Earlier this week, I read the "The Tail At Scale" paper by Jeffrey Dean and Luiz André Barroso.

I really liked the intuitive techniques described in it.

I wrote the below blog post to try draw an analogy with a physical world example, and to summarize my main takeaways from it on:

- What is tail latency
- Why should we care about it
- Why reducing component level variability is not sufficient
- Two classes of patterns to become tail-tolerant

https://blog.techlanika.com/reducing-tail-latency-three-patterns-to-improve-responsiveness-of-large-scale-systems-47b5664baf61

Reducing Tail Latency: Three Patterns to Improve Responsiveness of Large-Scale Systems

Let’s say you run a travel agency. You deal with customer requests to look up travel information from different datasets.

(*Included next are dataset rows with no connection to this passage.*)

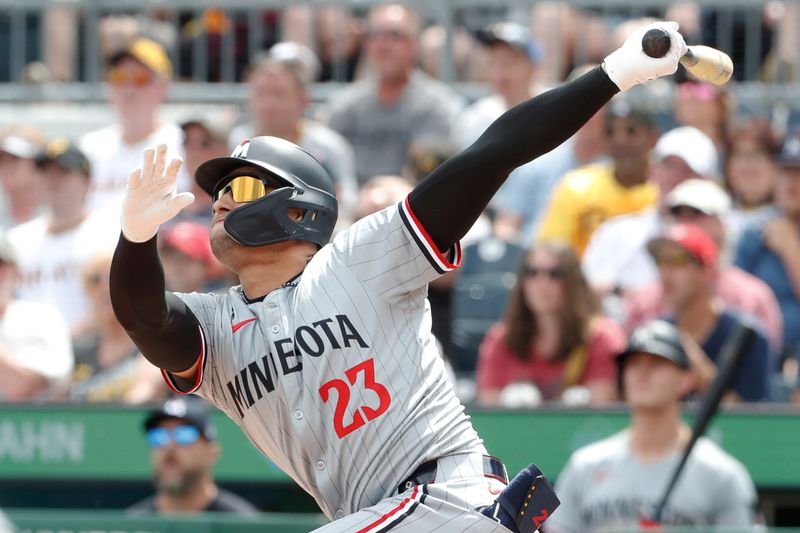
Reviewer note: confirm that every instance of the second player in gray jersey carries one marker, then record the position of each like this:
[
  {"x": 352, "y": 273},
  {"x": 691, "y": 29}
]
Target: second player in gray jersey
[{"x": 323, "y": 355}]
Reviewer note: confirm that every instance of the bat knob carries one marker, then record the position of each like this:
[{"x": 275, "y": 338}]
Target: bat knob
[{"x": 656, "y": 43}]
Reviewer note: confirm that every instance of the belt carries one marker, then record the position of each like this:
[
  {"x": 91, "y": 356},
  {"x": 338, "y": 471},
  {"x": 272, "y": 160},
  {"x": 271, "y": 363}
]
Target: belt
[{"x": 426, "y": 473}]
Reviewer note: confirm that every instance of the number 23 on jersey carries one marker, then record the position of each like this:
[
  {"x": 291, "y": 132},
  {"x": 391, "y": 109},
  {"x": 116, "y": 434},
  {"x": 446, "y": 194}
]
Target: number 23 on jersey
[{"x": 344, "y": 390}]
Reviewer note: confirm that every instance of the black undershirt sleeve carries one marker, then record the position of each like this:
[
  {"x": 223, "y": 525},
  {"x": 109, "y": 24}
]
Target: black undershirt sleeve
[
  {"x": 164, "y": 329},
  {"x": 450, "y": 200}
]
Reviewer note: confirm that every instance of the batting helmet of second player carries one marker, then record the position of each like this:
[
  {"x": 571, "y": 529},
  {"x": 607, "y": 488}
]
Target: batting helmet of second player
[{"x": 265, "y": 218}]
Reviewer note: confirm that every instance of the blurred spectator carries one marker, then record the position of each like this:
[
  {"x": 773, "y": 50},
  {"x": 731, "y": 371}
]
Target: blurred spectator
[
  {"x": 106, "y": 360},
  {"x": 705, "y": 107},
  {"x": 770, "y": 249},
  {"x": 688, "y": 264},
  {"x": 53, "y": 247},
  {"x": 703, "y": 203},
  {"x": 189, "y": 264},
  {"x": 750, "y": 173},
  {"x": 552, "y": 335},
  {"x": 616, "y": 258},
  {"x": 35, "y": 351},
  {"x": 587, "y": 196},
  {"x": 138, "y": 76},
  {"x": 383, "y": 115},
  {"x": 183, "y": 451},
  {"x": 616, "y": 483},
  {"x": 276, "y": 103},
  {"x": 462, "y": 52},
  {"x": 19, "y": 177},
  {"x": 512, "y": 57},
  {"x": 523, "y": 198},
  {"x": 204, "y": 138}
]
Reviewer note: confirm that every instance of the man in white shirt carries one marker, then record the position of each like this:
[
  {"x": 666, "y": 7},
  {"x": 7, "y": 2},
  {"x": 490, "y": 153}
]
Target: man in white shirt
[
  {"x": 138, "y": 78},
  {"x": 35, "y": 350},
  {"x": 53, "y": 247}
]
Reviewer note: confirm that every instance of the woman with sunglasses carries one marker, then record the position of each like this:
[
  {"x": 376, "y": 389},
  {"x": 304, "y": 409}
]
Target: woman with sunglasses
[
  {"x": 552, "y": 335},
  {"x": 324, "y": 354}
]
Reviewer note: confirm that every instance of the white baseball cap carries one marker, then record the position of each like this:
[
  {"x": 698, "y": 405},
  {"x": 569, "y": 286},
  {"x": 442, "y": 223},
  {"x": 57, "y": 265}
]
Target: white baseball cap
[
  {"x": 701, "y": 194},
  {"x": 691, "y": 145}
]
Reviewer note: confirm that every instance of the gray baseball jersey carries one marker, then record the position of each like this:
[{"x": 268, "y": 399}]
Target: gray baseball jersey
[
  {"x": 335, "y": 376},
  {"x": 604, "y": 487}
]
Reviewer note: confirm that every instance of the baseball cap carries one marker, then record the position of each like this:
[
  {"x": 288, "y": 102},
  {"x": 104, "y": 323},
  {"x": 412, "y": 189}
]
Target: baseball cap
[
  {"x": 691, "y": 145},
  {"x": 514, "y": 35},
  {"x": 192, "y": 411},
  {"x": 190, "y": 238},
  {"x": 692, "y": 239},
  {"x": 789, "y": 155},
  {"x": 701, "y": 194},
  {"x": 20, "y": 142},
  {"x": 659, "y": 338},
  {"x": 147, "y": 52},
  {"x": 66, "y": 155}
]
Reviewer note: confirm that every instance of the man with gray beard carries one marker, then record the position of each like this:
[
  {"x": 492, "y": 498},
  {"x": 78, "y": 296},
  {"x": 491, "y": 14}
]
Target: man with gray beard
[{"x": 183, "y": 448}]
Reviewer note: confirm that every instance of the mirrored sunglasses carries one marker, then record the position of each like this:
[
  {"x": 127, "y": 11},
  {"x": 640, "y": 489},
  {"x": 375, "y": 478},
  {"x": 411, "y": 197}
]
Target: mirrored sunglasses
[
  {"x": 180, "y": 435},
  {"x": 246, "y": 188},
  {"x": 139, "y": 78}
]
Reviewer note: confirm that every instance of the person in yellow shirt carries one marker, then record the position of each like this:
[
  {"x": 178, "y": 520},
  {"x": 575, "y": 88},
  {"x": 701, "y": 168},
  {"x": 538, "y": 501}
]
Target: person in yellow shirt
[{"x": 588, "y": 195}]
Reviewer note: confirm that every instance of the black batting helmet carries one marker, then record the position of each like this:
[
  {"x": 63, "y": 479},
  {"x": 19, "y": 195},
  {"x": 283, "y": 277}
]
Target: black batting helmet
[{"x": 266, "y": 220}]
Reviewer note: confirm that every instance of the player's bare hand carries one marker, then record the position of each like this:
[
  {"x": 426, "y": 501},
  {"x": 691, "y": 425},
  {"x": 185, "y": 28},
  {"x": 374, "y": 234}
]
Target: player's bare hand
[
  {"x": 629, "y": 65},
  {"x": 151, "y": 198}
]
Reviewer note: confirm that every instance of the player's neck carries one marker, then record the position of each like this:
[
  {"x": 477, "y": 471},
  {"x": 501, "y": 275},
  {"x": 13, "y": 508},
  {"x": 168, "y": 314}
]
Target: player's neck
[
  {"x": 197, "y": 499},
  {"x": 656, "y": 433}
]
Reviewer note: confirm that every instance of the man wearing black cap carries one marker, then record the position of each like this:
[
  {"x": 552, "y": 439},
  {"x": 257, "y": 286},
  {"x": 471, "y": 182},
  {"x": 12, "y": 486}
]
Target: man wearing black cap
[
  {"x": 183, "y": 447},
  {"x": 53, "y": 247},
  {"x": 617, "y": 482}
]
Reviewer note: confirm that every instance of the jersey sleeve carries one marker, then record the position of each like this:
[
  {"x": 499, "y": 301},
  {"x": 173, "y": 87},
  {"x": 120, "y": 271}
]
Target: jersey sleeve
[{"x": 391, "y": 253}]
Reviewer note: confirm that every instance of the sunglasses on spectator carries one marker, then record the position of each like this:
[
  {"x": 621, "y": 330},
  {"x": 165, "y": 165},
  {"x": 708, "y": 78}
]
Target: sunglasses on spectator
[
  {"x": 394, "y": 34},
  {"x": 684, "y": 211},
  {"x": 552, "y": 273},
  {"x": 675, "y": 259},
  {"x": 180, "y": 435},
  {"x": 247, "y": 188},
  {"x": 138, "y": 78}
]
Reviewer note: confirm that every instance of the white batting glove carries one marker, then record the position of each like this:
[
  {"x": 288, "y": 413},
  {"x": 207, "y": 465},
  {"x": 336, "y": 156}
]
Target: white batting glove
[
  {"x": 629, "y": 65},
  {"x": 151, "y": 198}
]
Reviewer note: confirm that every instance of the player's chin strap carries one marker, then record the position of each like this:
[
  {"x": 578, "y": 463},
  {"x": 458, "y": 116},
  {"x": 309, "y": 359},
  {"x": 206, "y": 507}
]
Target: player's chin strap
[{"x": 525, "y": 503}]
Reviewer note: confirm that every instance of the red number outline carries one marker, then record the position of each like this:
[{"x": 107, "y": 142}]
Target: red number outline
[{"x": 342, "y": 388}]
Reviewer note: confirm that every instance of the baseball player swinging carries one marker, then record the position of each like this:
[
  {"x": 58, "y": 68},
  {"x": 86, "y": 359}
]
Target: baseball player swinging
[{"x": 323, "y": 355}]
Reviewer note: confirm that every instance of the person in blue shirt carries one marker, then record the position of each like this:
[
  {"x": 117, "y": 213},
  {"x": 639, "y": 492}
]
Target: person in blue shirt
[
  {"x": 770, "y": 248},
  {"x": 687, "y": 261}
]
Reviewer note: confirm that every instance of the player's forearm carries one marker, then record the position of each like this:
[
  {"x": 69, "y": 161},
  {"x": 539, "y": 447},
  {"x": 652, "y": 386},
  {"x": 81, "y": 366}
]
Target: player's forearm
[
  {"x": 163, "y": 328},
  {"x": 449, "y": 201}
]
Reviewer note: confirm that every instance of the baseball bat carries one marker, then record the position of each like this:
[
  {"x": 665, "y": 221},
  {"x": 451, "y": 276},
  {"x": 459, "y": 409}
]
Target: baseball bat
[
  {"x": 705, "y": 63},
  {"x": 731, "y": 355}
]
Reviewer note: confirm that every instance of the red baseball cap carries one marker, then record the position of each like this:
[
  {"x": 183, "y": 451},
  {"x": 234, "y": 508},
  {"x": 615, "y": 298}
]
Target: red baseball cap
[
  {"x": 692, "y": 239},
  {"x": 190, "y": 238}
]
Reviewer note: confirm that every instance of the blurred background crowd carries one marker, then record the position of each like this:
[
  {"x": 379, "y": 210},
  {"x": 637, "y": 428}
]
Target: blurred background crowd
[{"x": 679, "y": 200}]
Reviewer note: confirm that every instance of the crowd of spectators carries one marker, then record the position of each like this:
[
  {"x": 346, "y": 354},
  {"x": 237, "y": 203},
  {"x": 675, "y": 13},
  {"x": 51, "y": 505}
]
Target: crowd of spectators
[{"x": 691, "y": 216}]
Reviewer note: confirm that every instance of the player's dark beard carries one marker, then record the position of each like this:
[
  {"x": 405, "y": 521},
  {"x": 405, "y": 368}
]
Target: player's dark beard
[{"x": 180, "y": 486}]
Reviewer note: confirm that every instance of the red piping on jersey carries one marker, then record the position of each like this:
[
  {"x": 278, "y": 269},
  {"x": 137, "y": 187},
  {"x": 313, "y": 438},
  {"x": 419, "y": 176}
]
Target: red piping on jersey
[
  {"x": 388, "y": 515},
  {"x": 199, "y": 379},
  {"x": 238, "y": 325},
  {"x": 431, "y": 245}
]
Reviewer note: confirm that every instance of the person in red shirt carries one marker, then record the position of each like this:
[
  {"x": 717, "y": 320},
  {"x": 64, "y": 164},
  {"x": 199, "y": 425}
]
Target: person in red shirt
[{"x": 552, "y": 336}]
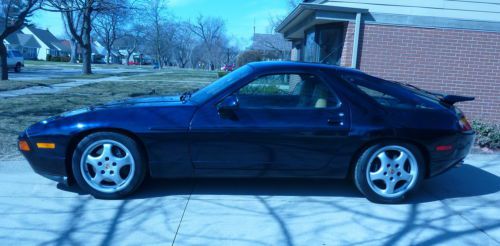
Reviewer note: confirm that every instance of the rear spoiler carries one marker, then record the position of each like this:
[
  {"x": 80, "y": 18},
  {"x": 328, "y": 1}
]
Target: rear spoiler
[{"x": 452, "y": 99}]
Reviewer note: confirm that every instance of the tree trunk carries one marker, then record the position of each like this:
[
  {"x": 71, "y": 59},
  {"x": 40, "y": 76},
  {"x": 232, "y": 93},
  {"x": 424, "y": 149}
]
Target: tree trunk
[
  {"x": 3, "y": 61},
  {"x": 87, "y": 59},
  {"x": 74, "y": 51},
  {"x": 128, "y": 58},
  {"x": 87, "y": 42},
  {"x": 108, "y": 50}
]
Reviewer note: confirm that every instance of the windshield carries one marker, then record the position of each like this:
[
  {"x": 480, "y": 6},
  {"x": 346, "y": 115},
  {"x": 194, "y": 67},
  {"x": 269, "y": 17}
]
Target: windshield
[{"x": 221, "y": 84}]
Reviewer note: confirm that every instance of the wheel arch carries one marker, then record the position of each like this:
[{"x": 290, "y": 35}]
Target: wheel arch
[
  {"x": 73, "y": 142},
  {"x": 425, "y": 153}
]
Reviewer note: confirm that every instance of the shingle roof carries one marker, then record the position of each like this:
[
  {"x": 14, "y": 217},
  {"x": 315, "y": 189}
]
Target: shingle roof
[
  {"x": 270, "y": 42},
  {"x": 46, "y": 36},
  {"x": 21, "y": 39}
]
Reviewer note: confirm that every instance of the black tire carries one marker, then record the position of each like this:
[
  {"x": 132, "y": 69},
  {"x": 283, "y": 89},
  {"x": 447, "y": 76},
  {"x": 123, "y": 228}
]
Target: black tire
[
  {"x": 17, "y": 68},
  {"x": 139, "y": 164},
  {"x": 362, "y": 182}
]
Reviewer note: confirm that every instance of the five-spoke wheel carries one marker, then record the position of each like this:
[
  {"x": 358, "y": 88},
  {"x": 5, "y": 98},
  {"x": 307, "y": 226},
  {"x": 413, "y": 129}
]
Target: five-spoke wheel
[
  {"x": 387, "y": 172},
  {"x": 108, "y": 165}
]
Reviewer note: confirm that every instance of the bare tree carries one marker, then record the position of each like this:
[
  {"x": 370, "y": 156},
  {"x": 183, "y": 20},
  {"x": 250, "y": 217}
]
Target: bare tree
[
  {"x": 131, "y": 40},
  {"x": 78, "y": 15},
  {"x": 107, "y": 27},
  {"x": 156, "y": 17},
  {"x": 73, "y": 42},
  {"x": 210, "y": 30},
  {"x": 13, "y": 18},
  {"x": 184, "y": 44}
]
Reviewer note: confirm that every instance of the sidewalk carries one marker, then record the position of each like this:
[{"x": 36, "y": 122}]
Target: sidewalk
[{"x": 461, "y": 207}]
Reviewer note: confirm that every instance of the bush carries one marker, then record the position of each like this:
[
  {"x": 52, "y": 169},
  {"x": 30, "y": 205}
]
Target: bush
[{"x": 487, "y": 135}]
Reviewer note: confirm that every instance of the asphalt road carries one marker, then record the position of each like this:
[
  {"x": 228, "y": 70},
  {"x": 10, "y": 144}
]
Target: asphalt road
[{"x": 461, "y": 207}]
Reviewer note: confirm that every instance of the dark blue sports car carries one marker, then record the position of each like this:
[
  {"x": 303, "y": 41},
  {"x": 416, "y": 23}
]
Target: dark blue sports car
[{"x": 270, "y": 119}]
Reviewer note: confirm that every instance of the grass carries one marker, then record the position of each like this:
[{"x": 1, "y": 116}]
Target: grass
[
  {"x": 17, "y": 113},
  {"x": 97, "y": 75},
  {"x": 21, "y": 84},
  {"x": 31, "y": 63}
]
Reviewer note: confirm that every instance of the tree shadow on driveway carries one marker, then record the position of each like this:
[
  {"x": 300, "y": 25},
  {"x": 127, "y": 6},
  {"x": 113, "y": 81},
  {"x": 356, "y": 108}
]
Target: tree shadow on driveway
[{"x": 466, "y": 181}]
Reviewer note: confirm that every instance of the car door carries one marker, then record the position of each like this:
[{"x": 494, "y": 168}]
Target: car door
[{"x": 284, "y": 121}]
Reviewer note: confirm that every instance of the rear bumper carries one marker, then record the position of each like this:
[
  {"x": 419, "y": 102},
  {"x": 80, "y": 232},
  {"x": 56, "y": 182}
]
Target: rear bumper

To start with, you are the only person, and soon you start getting a lot of…

Medium
@kalyanaj nice write up. Some of these techniques were used at Uber as well. A variant we used at Netflix is to use short timeouts and always retry against a different instance. It was built into the load balancer code (NetflixOSS Ribbon) that most systems used.

@adrianco Thanks for your feedback, and thanks for sharing the additional context.

Yes, that sounds similar to the hedged requests approach, will check out the Ribbon client-side load balancer!